For too long our schools and universities have excluded people of colour from the canon of great writers. All students, whatever their heritage, should be able to see themselves reflected in the books they read. In our increasingly diverse society that means that Plato and Socrates, Locke and Hume, Dante and Dickens – just some on the roll call of ‘dead white men’ – should be taken down from their pedestals to make room for others. That’s the argument made by advocates of decolonising the curriculum. Many of these campaigners don’t want to entirely eliminate white men from the reading lists. In their view it’s more about acknowledging how racism and colonialism have shaped our past and present and making learning relevant to the cultures and identities of the young people being taught.
But others strongly oppose this campaign and believe that it fundamentally misunderstands the value of the great writing of the past. While they welcome a curriculum that includes such names as Wole Soyinka and Toni Morrison, they do so because these are great writers who touch on something universal, not because of their ethnicity or identity. We cannot understand who we are today, they argue, unless we understand where we’ve come from, and that means we need to keep studying the great men of the past, even if some of them – like the Enlightenment thinkers Kant and Hume – had racist ideas that most people today find deeply abhorrent.
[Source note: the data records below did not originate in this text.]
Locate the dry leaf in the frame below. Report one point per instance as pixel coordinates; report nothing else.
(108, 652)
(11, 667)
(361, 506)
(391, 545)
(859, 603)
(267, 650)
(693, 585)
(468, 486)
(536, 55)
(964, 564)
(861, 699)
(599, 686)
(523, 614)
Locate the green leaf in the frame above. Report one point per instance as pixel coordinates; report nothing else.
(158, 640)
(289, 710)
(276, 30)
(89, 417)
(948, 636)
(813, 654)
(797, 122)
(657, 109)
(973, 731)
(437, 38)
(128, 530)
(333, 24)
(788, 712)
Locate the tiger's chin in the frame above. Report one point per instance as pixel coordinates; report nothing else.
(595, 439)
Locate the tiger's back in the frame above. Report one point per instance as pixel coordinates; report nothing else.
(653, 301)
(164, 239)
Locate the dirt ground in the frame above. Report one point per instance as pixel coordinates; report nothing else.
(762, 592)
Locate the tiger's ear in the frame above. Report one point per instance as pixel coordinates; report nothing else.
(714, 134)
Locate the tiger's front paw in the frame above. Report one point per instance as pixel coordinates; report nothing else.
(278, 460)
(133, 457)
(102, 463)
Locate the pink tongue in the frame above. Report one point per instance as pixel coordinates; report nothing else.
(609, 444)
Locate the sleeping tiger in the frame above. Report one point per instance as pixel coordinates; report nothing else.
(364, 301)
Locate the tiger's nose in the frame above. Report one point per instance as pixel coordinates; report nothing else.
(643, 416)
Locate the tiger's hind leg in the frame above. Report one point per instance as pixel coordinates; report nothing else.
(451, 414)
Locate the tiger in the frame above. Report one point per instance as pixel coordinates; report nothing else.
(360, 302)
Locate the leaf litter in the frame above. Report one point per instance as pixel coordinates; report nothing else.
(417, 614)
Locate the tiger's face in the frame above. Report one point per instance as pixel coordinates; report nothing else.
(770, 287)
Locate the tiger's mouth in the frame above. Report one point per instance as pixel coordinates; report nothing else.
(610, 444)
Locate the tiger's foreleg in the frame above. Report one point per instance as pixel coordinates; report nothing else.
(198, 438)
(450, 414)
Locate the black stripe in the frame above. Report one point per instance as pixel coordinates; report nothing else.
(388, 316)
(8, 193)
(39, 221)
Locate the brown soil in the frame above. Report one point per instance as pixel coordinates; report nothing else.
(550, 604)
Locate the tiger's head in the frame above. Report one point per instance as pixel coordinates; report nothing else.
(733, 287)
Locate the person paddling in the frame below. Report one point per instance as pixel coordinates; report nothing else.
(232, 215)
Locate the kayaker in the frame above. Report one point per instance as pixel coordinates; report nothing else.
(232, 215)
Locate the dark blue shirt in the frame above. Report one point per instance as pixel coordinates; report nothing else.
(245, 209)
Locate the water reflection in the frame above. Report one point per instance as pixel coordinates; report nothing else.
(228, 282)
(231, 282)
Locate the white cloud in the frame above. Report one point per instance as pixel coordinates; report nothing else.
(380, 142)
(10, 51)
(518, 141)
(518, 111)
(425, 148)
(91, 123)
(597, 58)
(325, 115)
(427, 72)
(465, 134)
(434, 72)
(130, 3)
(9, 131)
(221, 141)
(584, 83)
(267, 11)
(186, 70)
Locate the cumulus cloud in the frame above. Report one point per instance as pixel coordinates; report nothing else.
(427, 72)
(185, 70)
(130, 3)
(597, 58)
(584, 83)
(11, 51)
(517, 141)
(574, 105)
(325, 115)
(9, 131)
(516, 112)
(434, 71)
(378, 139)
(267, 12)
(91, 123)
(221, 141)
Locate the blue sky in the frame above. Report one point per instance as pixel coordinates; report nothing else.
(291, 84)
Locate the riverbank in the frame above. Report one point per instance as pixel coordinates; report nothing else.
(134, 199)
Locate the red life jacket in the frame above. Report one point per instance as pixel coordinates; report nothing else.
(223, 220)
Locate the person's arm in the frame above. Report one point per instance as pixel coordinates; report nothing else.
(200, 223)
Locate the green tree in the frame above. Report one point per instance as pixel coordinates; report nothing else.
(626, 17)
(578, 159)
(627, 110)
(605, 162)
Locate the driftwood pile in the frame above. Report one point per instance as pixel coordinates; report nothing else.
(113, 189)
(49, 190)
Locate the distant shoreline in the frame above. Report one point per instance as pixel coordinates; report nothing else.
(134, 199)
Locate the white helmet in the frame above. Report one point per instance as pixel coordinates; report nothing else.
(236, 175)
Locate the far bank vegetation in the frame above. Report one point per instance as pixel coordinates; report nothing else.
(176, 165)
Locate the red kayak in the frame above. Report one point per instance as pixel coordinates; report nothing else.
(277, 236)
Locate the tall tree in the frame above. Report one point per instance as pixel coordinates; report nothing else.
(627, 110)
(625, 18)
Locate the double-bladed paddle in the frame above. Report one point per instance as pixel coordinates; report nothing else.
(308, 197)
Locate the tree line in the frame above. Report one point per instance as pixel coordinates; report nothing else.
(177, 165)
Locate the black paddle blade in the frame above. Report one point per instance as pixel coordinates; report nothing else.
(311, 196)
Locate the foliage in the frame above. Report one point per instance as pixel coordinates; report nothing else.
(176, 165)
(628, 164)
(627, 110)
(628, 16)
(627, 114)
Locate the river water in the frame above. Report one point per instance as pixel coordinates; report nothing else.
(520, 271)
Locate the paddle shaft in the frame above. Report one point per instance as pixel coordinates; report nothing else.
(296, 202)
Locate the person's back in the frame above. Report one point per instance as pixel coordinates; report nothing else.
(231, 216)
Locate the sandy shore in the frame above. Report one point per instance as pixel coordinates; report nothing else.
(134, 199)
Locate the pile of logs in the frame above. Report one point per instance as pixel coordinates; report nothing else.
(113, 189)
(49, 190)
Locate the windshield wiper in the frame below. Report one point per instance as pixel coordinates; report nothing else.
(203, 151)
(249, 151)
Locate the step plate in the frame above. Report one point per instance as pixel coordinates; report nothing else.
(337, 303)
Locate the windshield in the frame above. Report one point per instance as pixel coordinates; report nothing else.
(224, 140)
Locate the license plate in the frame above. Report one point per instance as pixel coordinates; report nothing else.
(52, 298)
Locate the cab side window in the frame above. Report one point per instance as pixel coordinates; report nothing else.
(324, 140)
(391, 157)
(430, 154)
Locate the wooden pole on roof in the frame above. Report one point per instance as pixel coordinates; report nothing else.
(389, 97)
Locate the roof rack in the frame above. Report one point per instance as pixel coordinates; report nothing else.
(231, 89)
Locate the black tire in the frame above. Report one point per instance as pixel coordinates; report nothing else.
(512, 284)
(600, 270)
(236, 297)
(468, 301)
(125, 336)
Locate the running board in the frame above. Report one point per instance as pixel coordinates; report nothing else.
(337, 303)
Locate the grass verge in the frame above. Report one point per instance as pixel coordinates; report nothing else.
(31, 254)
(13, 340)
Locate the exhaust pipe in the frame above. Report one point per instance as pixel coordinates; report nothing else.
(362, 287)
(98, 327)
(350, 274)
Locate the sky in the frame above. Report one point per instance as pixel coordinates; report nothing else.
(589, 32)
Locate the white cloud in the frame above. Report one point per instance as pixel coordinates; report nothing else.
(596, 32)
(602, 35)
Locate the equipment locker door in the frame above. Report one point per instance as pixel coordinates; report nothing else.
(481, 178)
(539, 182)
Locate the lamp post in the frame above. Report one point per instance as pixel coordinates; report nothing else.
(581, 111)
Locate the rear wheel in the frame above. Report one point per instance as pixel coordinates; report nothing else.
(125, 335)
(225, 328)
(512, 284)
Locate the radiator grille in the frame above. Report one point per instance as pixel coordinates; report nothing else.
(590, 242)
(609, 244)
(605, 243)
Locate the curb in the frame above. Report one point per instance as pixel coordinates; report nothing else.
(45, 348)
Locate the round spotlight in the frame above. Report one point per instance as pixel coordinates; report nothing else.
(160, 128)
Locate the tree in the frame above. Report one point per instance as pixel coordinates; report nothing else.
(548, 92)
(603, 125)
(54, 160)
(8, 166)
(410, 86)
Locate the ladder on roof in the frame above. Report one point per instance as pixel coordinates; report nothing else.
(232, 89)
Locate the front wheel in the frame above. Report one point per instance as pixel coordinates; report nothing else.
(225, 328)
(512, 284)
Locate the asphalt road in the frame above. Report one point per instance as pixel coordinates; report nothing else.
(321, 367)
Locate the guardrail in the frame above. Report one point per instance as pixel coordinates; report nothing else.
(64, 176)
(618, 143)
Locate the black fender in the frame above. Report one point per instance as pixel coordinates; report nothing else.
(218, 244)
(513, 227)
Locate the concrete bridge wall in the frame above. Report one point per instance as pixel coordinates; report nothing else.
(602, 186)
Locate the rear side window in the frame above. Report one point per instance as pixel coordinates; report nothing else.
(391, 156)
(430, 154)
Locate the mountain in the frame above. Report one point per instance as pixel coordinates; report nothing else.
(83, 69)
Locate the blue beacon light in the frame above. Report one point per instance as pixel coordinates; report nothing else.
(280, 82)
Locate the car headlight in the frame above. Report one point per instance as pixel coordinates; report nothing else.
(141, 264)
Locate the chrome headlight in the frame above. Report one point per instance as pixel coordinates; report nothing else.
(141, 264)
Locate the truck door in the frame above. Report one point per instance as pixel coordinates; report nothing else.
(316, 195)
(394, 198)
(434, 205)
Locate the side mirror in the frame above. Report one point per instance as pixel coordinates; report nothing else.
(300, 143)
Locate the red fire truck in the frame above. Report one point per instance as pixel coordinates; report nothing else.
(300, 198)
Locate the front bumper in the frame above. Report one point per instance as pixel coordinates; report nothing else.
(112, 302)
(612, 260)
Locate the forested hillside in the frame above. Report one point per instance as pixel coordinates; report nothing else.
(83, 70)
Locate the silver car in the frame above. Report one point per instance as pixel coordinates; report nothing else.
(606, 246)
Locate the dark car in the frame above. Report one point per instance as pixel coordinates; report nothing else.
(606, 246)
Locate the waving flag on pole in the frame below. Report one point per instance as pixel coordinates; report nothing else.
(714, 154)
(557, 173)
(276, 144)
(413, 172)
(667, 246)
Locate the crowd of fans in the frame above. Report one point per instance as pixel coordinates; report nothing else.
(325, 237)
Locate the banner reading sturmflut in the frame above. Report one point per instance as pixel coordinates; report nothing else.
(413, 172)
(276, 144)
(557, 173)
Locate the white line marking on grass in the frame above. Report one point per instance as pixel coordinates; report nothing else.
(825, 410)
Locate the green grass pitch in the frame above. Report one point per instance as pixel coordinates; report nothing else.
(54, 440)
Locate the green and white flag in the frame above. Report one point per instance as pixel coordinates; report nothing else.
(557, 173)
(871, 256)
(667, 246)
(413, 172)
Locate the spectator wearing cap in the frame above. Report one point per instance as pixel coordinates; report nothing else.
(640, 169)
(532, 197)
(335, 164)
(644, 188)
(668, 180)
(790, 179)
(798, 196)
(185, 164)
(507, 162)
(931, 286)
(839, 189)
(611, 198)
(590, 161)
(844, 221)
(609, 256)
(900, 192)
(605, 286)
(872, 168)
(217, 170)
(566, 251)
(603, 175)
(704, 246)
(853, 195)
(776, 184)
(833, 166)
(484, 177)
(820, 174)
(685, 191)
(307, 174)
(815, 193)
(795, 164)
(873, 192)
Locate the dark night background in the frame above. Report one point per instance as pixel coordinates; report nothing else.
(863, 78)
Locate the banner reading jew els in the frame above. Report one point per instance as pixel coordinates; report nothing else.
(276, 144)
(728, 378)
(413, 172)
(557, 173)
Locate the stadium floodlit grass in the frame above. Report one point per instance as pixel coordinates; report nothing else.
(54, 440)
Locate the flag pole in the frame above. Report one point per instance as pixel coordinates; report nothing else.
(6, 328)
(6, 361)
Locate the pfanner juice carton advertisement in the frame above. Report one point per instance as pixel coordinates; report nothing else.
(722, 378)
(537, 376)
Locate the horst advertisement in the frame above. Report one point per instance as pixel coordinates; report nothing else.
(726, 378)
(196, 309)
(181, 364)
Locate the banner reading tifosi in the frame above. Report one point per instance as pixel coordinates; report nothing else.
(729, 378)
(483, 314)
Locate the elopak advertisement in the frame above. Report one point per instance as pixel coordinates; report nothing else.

After all, they claim, it was Enlightenment ideas about universal human dignity that led to the condemnation of slavery and racism, and indeed fed into the progressive values that drive the decolonising campaigners today.
In June 2023 we brought together Jeffrey Boakye, former English teacher and author of the acclaimed memoir I Heard What You Said, and journalist Tomiwa Owolade to discuss and debate this timely topic. The debate was chaired by Shahidha Bari.